第18話 覚醒

 鈴子はやっと飲み物を口にして落ち着いた。


 [息子がね、レースちゃんになついてよく病室に二人で遊びに行ったわ。オセロゲームとかトランプで遊んでもらった。レースちゃんに出会って本当に良かった。息子を道連れに屋上から飛び下りてたもの。レースちゃんは命の恩人]


 鈴子はしみじみと語り出す。その時の気持ちを吐露しだした。私は淡々とメモをとる。


 [マインドコントロールは恐ろしいわね。ホワイトエレファントを一人でも多くの人に伝えるために、仕事を減らしたわ。救済は緊急だって教団の教えだったもの。自分の経済的な面はホワイトエレファントが、必ず顧みて下さるって信じて疑わなかった。
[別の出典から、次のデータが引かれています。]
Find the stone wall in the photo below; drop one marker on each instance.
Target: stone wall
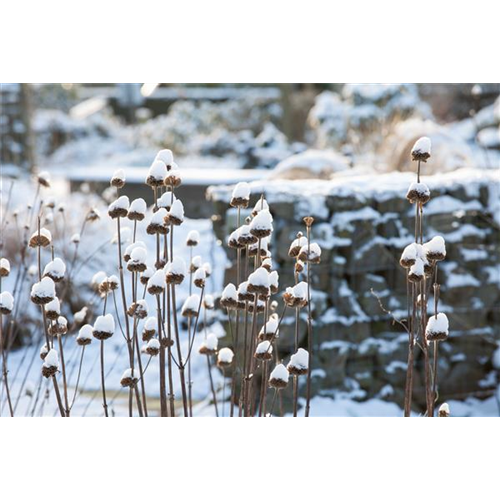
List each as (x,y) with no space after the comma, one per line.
(362,224)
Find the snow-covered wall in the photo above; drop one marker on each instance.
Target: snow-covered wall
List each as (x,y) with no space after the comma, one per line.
(363,223)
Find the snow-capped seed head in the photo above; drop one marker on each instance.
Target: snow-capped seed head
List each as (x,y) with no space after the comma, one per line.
(279,377)
(53,309)
(437,328)
(418,192)
(258,281)
(269,330)
(137,262)
(229,299)
(259,248)
(241,195)
(43,179)
(59,326)
(444,410)
(149,328)
(118,179)
(4,267)
(262,224)
(193,238)
(173,178)
(97,279)
(128,379)
(209,345)
(166,156)
(156,174)
(128,251)
(137,210)
(156,284)
(166,200)
(84,336)
(208,302)
(138,309)
(264,350)
(146,274)
(175,215)
(421,150)
(191,306)
(260,205)
(296,296)
(157,224)
(43,292)
(6,303)
(267,264)
(308,221)
(225,357)
(40,239)
(79,316)
(55,269)
(119,208)
(243,293)
(196,263)
(93,215)
(409,255)
(50,364)
(299,363)
(435,249)
(104,327)
(417,272)
(153,347)
(175,271)
(199,277)
(311,253)
(244,237)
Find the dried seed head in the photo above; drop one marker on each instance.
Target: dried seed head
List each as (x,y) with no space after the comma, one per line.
(437,328)
(299,363)
(43,179)
(229,299)
(193,238)
(279,377)
(42,239)
(84,335)
(43,292)
(128,379)
(308,221)
(175,271)
(138,309)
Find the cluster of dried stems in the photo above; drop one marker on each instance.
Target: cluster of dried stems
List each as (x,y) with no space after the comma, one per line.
(252,352)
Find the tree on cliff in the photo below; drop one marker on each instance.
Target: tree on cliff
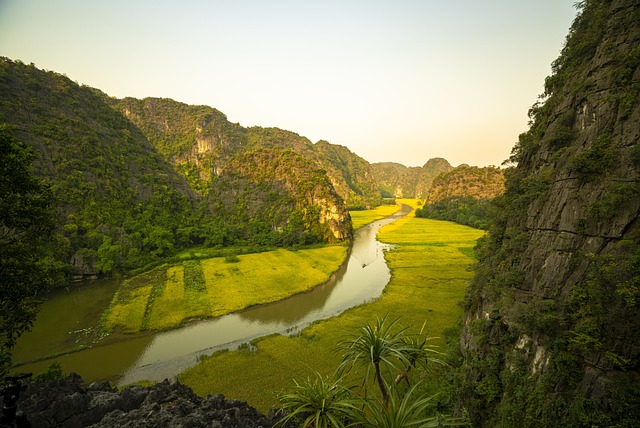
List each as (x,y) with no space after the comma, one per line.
(25,227)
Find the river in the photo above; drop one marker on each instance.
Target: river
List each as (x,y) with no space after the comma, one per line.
(69,319)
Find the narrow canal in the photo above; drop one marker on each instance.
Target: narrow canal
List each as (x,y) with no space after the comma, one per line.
(69,319)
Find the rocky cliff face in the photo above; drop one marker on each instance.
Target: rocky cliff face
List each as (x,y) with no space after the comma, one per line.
(200,141)
(398,181)
(551,327)
(465,180)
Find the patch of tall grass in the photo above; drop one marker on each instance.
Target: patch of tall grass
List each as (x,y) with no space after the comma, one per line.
(167,297)
(362,218)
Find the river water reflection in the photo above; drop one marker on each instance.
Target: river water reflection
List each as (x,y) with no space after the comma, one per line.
(156,356)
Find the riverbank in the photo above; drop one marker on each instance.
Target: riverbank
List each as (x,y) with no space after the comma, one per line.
(430,273)
(69,322)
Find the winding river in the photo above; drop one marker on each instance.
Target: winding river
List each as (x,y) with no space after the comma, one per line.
(69,320)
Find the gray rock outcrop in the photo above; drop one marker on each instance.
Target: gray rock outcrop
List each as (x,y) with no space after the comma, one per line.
(70,403)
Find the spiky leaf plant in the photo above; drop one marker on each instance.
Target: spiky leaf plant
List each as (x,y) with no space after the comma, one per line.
(318,402)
実際、頑張っている人には信者仲間からの援助もあったの。玄関に野菜やお米が置いてあった。ホワイトエレファントのお陰だと、もっと頑張ったの。感謝を表すための誓約もしたのよ。毎月、100時間を教団の教えを広めるために使ったの]


 私は鈴子を哀れんでいる。


 [すぐに体を壊した。息子にも冷たく当たった。毎日の生活を支えて下さるホワイトエレファントに聖水をかけないから叩いた事もあったの。どっぷりはまった時にレースちゃんが私を覚醒させてくれたのよ]


 私は聞き慣れない覚醒という単語をカタカナで記している。


 [レースちゃんが言ったの。〘人間にはみんな信仰心ってあるんですよ。目に見えないものを信じる心の事です。それは人間という存在を超越した領域に思いを馳せる純粋な心の事です。

けれど、その信仰心を利用してお金儲けをする薄汚い人間がいるのも真実です。その為にマインドコントロールをするんです。〗って。私はただ、幸せになりたかったのにマインドコントロールされていたことに気がついたの]


 覚醒とはマインドコントロールが解けた状態なのかと納得しながらメモをとる。


 [だから、そのレースちゃんにこの象牙を印鑑にしてお礼をしたいの。オーナーに宜しくお願いしますと伝えて下さい]


 鈴子は深く頭を下げて、画面から消えた。